Kategori penghargaan telah direstrukturisasi sejak MAJ perdana dengan penambahan 14 kategori baru. Untuk mencerminkan keragaman lanskap musik Jepang, kategori Tari & Vokal baru (Grup/Solo) dan penghargaan Budaya Idola Laki-Laki dan Lagu Budaya Idola Perempuan (Grup/Solo) yang terpisah telah diperkenalkan. Menanggapi maraknya lagu-lagu hits yang sudah lama beredar dan perhatian baru pada katalog musik, kategori Katalog Belakang juga telah dibuat untuk menghormati karya-karya yang terus diterima dari waktu ke waktu. Selain itu, dengan kebangkitan vinil, kategori Rekaman Analog telah ditetapkan. Penghargaan Pemirsa Langsung Terbesar (Internasional) dan penghargaan Sutradara Video Musik Terbaik juga baru ditambahkan.

Didirikan dengan tema “Menghubungkan dunia, menerangi masa depan musik,” MAJ didirikan oleh lima organisasi besar di industri musik Jepang. Pada acara perdana yang diadakan pada bulan Mei, para profesional musik melakukan pemungutan suara – dengan beberapa pengecualian kategori – untuk menentukan pemenang di 62 kategori (termasuk enam penghargaan utama) dari sekitar 3.000 peserta.

Nyonya GREEN APPLE meraih Artist of the Year, Creepy Nuts memenangkan Song of the Year dengan “Bling-Bang-Bang-Born,” tuki. meraih Artis Baru Tahun Ini, Fujii Kaze memenangkan Album Terbaik Tahun Ini bersama CINTA SEMUA MELAYANI SEMUAYOASOBI meraih Top Global Hit From Japan dengan “Idol” dan aespa memenangkan Best Song Asia dengan “Supernova.” Upacara di ROHM Theater Kyoto disiarkan ke seluruh dunia melalui YouTube.

Tanggal Upacara: Sabtu, 13 Juni 2026

Minggu MEI: 8 Juni (Senin) – 13 Juni (Sabtu), 2026

Lokasi: TOYOTA ARENA TOKYO, Tokyo



MUSIC AWARDS JAPAN 2026 Tetapkan Tanggal, Klasemen Tengah Tahun Terungkap

Musisi eksperimental Hong Kong, Nerve, tentang pendekatannya yang tak kenal takut terhadap suara


SAYA LAHIR pada tahun 1974, dan dibesarkan di Kwun Tong.
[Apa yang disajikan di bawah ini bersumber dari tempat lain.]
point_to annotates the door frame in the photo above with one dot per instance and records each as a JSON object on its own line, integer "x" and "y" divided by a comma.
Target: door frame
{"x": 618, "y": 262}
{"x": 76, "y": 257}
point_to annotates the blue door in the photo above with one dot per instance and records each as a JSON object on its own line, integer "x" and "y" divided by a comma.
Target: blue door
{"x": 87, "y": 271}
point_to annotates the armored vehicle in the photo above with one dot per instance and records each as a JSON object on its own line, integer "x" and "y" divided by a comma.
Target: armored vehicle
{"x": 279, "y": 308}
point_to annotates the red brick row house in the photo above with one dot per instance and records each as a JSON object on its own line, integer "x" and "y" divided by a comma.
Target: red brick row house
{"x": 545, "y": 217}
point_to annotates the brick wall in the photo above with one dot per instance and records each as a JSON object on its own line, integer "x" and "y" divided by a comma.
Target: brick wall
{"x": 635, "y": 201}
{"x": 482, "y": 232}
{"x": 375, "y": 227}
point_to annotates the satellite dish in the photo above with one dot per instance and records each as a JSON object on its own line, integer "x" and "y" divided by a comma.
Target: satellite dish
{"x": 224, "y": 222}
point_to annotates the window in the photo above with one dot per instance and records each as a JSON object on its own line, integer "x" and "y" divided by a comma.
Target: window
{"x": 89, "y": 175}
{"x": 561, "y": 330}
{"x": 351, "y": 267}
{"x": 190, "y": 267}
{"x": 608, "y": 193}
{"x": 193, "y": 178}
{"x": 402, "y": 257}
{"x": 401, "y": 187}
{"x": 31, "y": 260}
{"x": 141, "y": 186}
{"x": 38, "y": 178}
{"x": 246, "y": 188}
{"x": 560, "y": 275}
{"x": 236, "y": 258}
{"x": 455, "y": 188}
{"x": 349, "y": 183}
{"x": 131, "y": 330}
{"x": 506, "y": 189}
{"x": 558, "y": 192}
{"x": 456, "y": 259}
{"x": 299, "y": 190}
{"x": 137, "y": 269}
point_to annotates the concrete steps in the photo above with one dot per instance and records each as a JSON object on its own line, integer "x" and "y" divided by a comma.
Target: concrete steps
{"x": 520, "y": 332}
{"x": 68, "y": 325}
Saya bersekolah di Sam Yuk Middle School (sekarang Hong Kong Adventist College), sebuah sekolah asrama mahasiswa di Clear Water Bay. Ayah saya adalah seorang alumni. Itu adalah sekolah Kristen di gedung bata merah, dan makanannya vegetarian. Kadang-kadang, setelah lampu padam pada jam 10 malam, saya dan teman-teman sekelas meninggalkan tempat tidur dan mengemil daging babi yang dimasak dua kali dalam kaleng.

Saat aku berumur 12 tahunSaya sedang mendengarkan The Checkers, jadi saya akan mengenakan kemeja kotak-kotak yang saya beli dari Ladies' Market. Saya bermain piano sepanjang sekolah. Saya tidak mempelajari lagu-lagu baru di sekolah berasrama, tetapi saya memainkan nada-nada dan mencoba menghasilkan suara. Itu adalah pengalaman pertama saya dengan improvisasi. Hal ini mempengaruhi keputusan saya untuk belajar musik kontemporer di Akademi Seni Pertunjukan Hong Kong pada tahun 2002. Saya sekarang mengajar komposisi dan musik elektronik di sekolah tersebut.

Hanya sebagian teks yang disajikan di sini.